I found that .map(f).collect::<Vec<T>>()
is as fast as the loop version, but not .map(f).try_collect
.
The code:
#![feature(iterator_try_collect)]
#![feature(test)]
extern crate test;
use test::Bencher;
#[inline(never)]
fn handle(v: i32) -> Option<i32> {
Some(v)
}
fn f1(v: &Vec<i32>) -> Option<Vec<i32>> {
v.into_iter().map(|x| handle(*x)).try_collect()
}
fn f2(v: &Vec<i32>) -> Option<Vec<i32>> {
let mut result = Vec::with_capacity(v.len());
for val in v {
let res = handle(*val)?;
result.push(res);
}
Some(result)
}
static BENCH_SIZE: usize = 100;
#[bench]
fn bench_f1(b: &mut Bencher) {
let v = test::black_box(vec![1; BENCH_SIZE]);
b.iter(|| {
f1(&v);
})
}
#[bench]
fn bench_f2(b: &mut Bencher) {
let v = test::black_box(vec![1; BENCH_SIZE]);
b.iter(|| {
f2(&v);
})
}
The result tested on my macOS:
test bench_f1 ... bench: 403 ns/iter (+/- 244)

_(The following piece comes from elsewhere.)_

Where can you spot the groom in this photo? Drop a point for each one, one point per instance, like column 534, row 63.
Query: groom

test bench_f2 ... bench: 158 ns/iter (+/- 82)
After some investigations, I found that the implementation of collect<Result<>>
is a pessimistic version, which will assume the residential is a likely path so the Vec
will not use the TrustedLen
specified version. In detail, the internal iterator GenericShunt
can't implement TrustedLen
, and the lower bound of its size_hint
is always 0 (Error on the first element). As the result, the Vec can't initialize all items at once.
But we all know that Try::Output
is the likely path in almost all cases, should we implement that as an optimistic version? Otherwise we have to expand the loop manually.